The force the object experiences in the downwards direction is \(mg\) – where \(g = 9.8\) is the force of gravity – while the force the object experiences in the opposite direction (due to air resistance \(\gamma = 0.4\)) is proportional to how fast the object is presently moving.

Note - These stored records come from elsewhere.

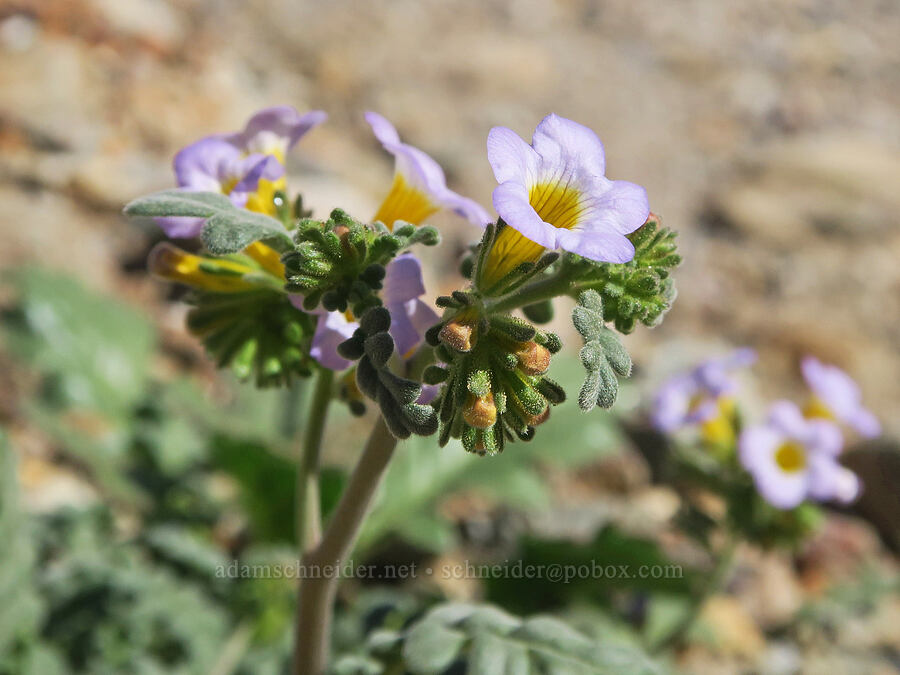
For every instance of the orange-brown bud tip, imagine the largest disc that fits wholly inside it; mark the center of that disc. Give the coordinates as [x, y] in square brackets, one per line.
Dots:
[533, 359]
[480, 411]
[457, 336]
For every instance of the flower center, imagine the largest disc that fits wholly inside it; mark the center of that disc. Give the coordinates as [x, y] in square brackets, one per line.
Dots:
[404, 202]
[791, 457]
[557, 204]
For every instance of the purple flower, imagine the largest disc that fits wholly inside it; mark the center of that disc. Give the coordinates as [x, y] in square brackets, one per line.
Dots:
[410, 316]
[247, 166]
[695, 397]
[837, 397]
[419, 188]
[274, 131]
[792, 458]
[553, 194]
[332, 329]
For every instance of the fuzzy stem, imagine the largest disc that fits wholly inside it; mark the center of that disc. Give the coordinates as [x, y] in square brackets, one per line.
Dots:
[317, 590]
[307, 491]
[547, 288]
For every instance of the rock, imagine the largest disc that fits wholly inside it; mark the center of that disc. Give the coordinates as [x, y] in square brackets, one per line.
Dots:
[732, 630]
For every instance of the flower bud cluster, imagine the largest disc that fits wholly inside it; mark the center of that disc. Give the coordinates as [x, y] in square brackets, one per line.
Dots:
[372, 345]
[340, 262]
[495, 387]
[240, 312]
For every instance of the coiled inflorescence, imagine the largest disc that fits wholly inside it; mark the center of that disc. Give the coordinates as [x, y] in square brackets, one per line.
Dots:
[494, 383]
[340, 262]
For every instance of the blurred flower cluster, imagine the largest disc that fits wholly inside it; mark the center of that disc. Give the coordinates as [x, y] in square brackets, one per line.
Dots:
[791, 458]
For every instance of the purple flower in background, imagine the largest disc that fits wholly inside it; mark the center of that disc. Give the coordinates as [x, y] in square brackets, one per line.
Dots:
[792, 458]
[410, 316]
[332, 329]
[247, 166]
[274, 131]
[553, 194]
[695, 397]
[837, 397]
[419, 188]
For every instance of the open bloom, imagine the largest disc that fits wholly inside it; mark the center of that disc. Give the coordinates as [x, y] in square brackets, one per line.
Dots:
[410, 316]
[218, 275]
[248, 166]
[697, 397]
[792, 458]
[419, 188]
[553, 194]
[837, 397]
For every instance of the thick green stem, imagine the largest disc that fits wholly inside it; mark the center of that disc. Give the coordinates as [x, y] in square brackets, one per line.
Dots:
[321, 563]
[716, 580]
[544, 289]
[290, 417]
[307, 493]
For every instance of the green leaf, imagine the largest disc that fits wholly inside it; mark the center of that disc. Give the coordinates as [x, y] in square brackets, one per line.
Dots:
[640, 290]
[419, 476]
[491, 641]
[430, 647]
[228, 228]
[20, 605]
[96, 349]
[602, 356]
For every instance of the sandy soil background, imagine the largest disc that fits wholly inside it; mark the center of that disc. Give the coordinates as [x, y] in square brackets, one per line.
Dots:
[766, 133]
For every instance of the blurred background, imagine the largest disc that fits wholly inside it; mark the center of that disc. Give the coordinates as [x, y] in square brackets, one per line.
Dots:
[766, 134]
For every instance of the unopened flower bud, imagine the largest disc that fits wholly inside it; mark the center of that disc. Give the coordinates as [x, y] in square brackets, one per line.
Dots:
[480, 411]
[533, 358]
[536, 420]
[457, 335]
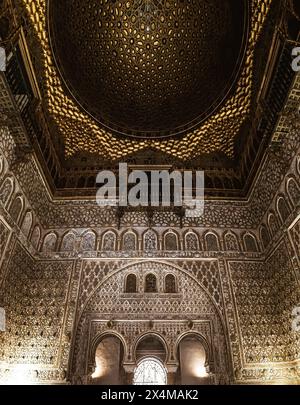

freefall <- function(t, y, params) {
  dy <- 2.0 * params["g"] - params["gamma"] * y
  return(list(dy))
}
times <- seq(0, 10, 0.5)
c(gamma, g, y0, sigma, n) %<-% c(0.4, 9.8, -2, 2, length(times))

set.seed(42)
speed <- deSolve::ode(
  y0, times, freefall,
  parms = c("g" = g, "gamma" = gamma)
) %>%
  as.data.frame %>%
  setNames(c("time", "y")) %>%
  mutate(y_obs = y + rnorm(n, 0, sigma)) # measurement noise

The results look like this:

The goal is to infer \(\gamma\), \(g\), and \(\sigma\) from the data. We will use Stan to perform Bayesian inference.

Solution

We compile the following Stan model as speed_model (via cmdstan_model):

functions {
  vector freefall(real t,        // time
                  vector y,      // state
                  vector theta,  // parameters
                  real m) {      // mass
    vector[1] dydt;
    // theta[2] is gravity, theta[1] is gamma
    dydt[1] = m * theta[2] - theta[1] * y[1];
    return dydt;
  }
}
data {
  int<lower = 1>            T;
  real                      t0;
  array[T] real<lower = t0> ts;
  real                      y0_obs;
  array[T] real             y_obs;
  real                      m; // mass of object
}
parameters {
  real<lower = 0>      sigma; // noise
  vector<lower = 0>[2] theta; // [gamma, g]
  vector[1]            y0;    // initial condition to be inferred
}
model {
  array[T] vector[1] mu = ode_bdf(freefall, y0, t0, ts, theta, m);
  sigma ~ cauchy(0, 5);
  theta[1] ~ gamma(2, 0.2); // mostly [0, 1]
  theta[2] ~ gamma(3, 2);   // mostly [0, 15]
  y0 ~ std_normal();        // prior on initial condition
  y0_obs ~ normal(y0[1], sigma);
  for (t in 1:T) {
    y_obs[t] ~ normal(mu[t], sigma);
  }
}

Stan’s ode_bdf expects times \(t = 1, \ldots, T\), not starting at 0 – since \(t_0\) is provided along with \(y_0\). (This is important!)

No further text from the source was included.